A securities industry group cannot sue the SEC over its now-expired order granting regulatory relief to municipal advisers, the commission told the D.C. circuit in a January 22, 2021, brief. Brokers represented by the Securities Industry and Financial Markets Association (SIFMA) “have no possible stake in the outcome, as they seek no alteration to the status quo, but rather what would now be nothing more than an advisory opinion,” the agency argued.
SIFMA sued the commission in August over the temporary rules exempting municipal advisers from broker-dealer registration in connection with certain direct placements of securities. In late November, the group sought to keep its suit alive by arguing that the SEC, despite the December 31 expiration of the order, could “reinstitute the exemption at any time, without notice,” criticizing the “suspicious timing and circumstances of the planned expiration.”
The SEC issued the order in Release No. 34-89074, Order Granting a Temporary Conditional Exemption from the Broker Registration Requirements of Section 15(a) of the Securities Exchange Act of 1934 for Certain Activities of Registered Municipal Advisors.
The SEC, with the temporary exemption, allowed registered municipal advisers to – with some conditions – solicit banks and credit unions in connection with direct placements of securities of their municipal clients, without registering as broker-dealers under the Securities Exchange Act of 1934. The SEC, in Release No. 34-89074, wrote that the relief was necessary “in order to facilitate more timely and efficient access to bank financing alternatives by municipal issuers during this historic COVID-19-related market disruption.” (See SEC Grants Temporary Relief to Municipal Advisers From Broker-Dealer Registration for Direct Placements in the June 18, 2020, edition of Accounting & Compliance Alert.)
The muni adviser exemption was part of a wave of temporary COVID-19 relief the SEC issued last year in an attempt to ease regulatory pressures on the financial industry and help it cope with the disruption brought about by the pandemic and related economic shut-down.

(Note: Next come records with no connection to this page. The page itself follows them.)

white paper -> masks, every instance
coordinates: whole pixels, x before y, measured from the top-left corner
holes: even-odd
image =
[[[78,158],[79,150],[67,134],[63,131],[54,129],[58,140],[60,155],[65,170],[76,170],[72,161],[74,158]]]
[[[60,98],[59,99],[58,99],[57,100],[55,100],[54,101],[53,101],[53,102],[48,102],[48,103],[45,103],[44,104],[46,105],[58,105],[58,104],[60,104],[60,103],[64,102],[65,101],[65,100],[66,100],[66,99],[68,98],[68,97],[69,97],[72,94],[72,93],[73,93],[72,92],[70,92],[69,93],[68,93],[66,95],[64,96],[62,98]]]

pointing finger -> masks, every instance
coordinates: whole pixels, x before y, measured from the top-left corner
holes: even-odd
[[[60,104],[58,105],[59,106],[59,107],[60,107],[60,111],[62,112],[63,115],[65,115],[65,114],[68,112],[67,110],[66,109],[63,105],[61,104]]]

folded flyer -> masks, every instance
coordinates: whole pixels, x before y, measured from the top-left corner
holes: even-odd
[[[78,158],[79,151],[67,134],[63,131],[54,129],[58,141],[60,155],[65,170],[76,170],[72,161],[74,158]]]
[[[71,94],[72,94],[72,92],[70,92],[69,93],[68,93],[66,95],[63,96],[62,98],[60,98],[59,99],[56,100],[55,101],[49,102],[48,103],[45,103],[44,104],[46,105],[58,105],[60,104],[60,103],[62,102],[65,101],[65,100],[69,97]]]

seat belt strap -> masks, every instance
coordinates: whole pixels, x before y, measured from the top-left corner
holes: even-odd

But since the relief is expired, the SEC argued that “there is no live case or controversy before the court.” And SIFMA cannot show the same controversy is likely to arise again, according to the SEC.
SIFMA is arguing that the SEC flouted the notice-and-comment requirements of the Administrative Procedure Act (APA), created a disparity in requirements between the “similarly situated groups” of broker-dealers and municipal advisers, and distorted the market for municipal services without real justification.
“This disparity does not increase the availability of direct placements for municipal issuers. It merely distorts the demand for who will make those placements—putting municipal advisors at a competitive advantage over broker-dealers because of the decreased regulatory burden imposed on their solicitation activities,” SIFMA wrote in the November 30 brief. “And this distorted demand undermines the purposes of requiring registration in the first place, increasing the risk that more placements of municipal securities will occur without the important statutory and regulatory safety nets that were imposed on broker-dealers for the protection of investors.”
The exemption in Release No. 34-89074 represents a scaled-back version of the SEC’s proposed rules from October 2019, which SIFMA also opposes.
The SEC issued that proposal in Release No. 34-87204, Notice of Proposed Exemptive Order Granting a Conditional Exemption from the Broker Registration Requirements of Section 15(a) of the Securities Exchange Act of 1934 for Certain Activities of Registered Municipal Advisors. See SEC Proposal Would Exempt Municipal Advisers From Broker-Dealer Registration for ‘Direct Placements’ in the October 16, 2019, edition of ACA.)